Mohamed Afham

I'm a graduate student at the Technical University of Darmstadt - Visual Inference Lab, working with Prof. Stefan Roth under ELLIS. My broader research interest lies in the intersection of Computer Vision and Machine Learning. I was fortunate to be interned at FAIR at Meta AI during my graduate studies. My graduate study is generously supported by the ELIZA Scholarship from the German Academic Exchange Service (DAAD).

Previously I spent a wonderful year at Meta AI as an AI Resident working on long-form video representation learning. I completed my bachlor's degree at University of Moratuwa, Sri Lanka, where my thesis was on Learning Representations for 3D Point Cloud Processing, advised by Dr. Ranga Rodrigo. I did a research internship with Prof. Salman Khan at MBZUAI, UAE during my undergraduate.
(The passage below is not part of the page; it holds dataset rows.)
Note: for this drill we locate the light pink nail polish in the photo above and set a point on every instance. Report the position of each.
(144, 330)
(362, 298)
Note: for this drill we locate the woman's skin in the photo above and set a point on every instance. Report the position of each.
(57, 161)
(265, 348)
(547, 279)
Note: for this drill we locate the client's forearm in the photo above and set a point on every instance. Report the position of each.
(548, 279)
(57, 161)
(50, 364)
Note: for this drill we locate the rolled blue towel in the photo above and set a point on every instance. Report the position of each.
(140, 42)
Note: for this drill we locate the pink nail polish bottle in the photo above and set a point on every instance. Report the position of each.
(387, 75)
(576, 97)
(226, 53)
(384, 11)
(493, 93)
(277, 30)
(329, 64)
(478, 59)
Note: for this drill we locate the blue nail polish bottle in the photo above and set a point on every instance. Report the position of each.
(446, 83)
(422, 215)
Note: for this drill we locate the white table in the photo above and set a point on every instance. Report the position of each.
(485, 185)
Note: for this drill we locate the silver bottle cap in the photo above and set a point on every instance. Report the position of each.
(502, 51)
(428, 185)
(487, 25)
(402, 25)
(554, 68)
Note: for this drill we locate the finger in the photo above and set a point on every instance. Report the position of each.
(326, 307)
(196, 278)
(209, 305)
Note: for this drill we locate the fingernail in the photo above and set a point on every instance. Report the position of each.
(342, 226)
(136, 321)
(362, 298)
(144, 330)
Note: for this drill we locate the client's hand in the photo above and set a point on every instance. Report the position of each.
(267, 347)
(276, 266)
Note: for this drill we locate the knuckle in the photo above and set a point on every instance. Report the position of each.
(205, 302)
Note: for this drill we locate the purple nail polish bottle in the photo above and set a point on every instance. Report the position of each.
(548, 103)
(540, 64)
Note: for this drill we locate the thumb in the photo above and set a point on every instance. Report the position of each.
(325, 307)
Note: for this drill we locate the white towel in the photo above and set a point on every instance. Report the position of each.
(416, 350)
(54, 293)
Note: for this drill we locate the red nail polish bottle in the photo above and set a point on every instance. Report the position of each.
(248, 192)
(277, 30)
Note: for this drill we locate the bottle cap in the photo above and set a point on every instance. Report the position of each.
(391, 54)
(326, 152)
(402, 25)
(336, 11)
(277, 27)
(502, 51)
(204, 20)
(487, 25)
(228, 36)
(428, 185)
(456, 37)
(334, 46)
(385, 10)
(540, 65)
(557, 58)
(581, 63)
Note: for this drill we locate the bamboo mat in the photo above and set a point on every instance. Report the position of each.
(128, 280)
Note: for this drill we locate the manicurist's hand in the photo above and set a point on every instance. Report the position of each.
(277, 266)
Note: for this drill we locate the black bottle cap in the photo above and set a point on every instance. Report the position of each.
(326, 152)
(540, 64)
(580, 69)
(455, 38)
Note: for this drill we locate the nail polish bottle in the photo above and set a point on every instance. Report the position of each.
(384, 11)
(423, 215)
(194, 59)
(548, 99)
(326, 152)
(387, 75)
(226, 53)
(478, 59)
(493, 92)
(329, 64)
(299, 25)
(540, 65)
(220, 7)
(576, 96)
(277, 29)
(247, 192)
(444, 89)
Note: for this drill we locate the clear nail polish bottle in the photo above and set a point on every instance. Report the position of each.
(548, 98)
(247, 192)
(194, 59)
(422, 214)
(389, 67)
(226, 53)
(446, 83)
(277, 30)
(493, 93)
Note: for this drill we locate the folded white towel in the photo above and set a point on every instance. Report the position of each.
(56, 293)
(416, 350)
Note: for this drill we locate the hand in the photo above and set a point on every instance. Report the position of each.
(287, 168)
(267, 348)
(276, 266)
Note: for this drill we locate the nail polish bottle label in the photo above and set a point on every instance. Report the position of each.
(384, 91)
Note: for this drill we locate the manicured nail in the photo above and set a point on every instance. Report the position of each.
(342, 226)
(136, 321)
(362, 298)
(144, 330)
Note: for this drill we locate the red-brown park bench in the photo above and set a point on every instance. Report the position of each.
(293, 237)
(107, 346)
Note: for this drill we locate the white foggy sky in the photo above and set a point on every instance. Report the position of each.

I'm interested in broader areas in Computer Vision and Machine Learning with focus in the subdomains of Self-Supervised Learning, 3D Vision, and Learning with Limited Labels (few-shot, zero-shot).

Email / CV / Google Scholar / Twitter / LinkedIn / Github

News

[Oct 2024]   Joined FAIR at Meta as a Research Scientist Intern.
[Sep 2024]   One paper accepted at ACCV 2024.
[Apr 2024]   One paper accepted at MIDL 2024.
[Sep 2023]   Admitted as a graduate student at Technical University of Darmstadt in Germany.
[Jul 2023]   One paper accepted at ICCV 2023 Workshops.
[Oct 2022]   Two papers accepted at ECCV 2022 Workshops.
[Jul 2022]   Joined Meta AI at New York City as an AI Resident.
[Mar 2022]   Serving as a reviewer for ECCV 2022, IROS 2022 and IET-Computer Vision journal.
[Mar 2022]   One paper accepted at CVPR 2022.
[Jan 2022]   One paper accepted at ICASSP 2022.
[Nov 2021]   Serving as a reviewer for CVPR 2022.
[Oct 2021]   One paper accepted at BMVC 2021.
[Oct 2021]    Towards Accurate Cross-Domain In-Bed Human Pose Estimation: preprint available on arxiv.
[Sep 2021]    Our team NFP Undercover emerged 2nd runners up at IEEE VIP Cup.
[Jun 2021]    Joined VeracityAI as an Associate Machine Learning Engineer.
[Apr 2021]    Rich Semantics Improve Few-Shot Learning: preprint available on arxiv.
[Nov 2020]   Our team Wanderers emerged as IEEE SMC winners of the BR41N.io hackathon.
[Oct 2020]   Joined MBZUAI as a Research Assistant.

Research

I'm fascinated by the growth of computer vision community towards making the models see and understand the world as humans do. In particular, I'm intrigued by the results of the models learnt with self-supervision or with label constrained environments.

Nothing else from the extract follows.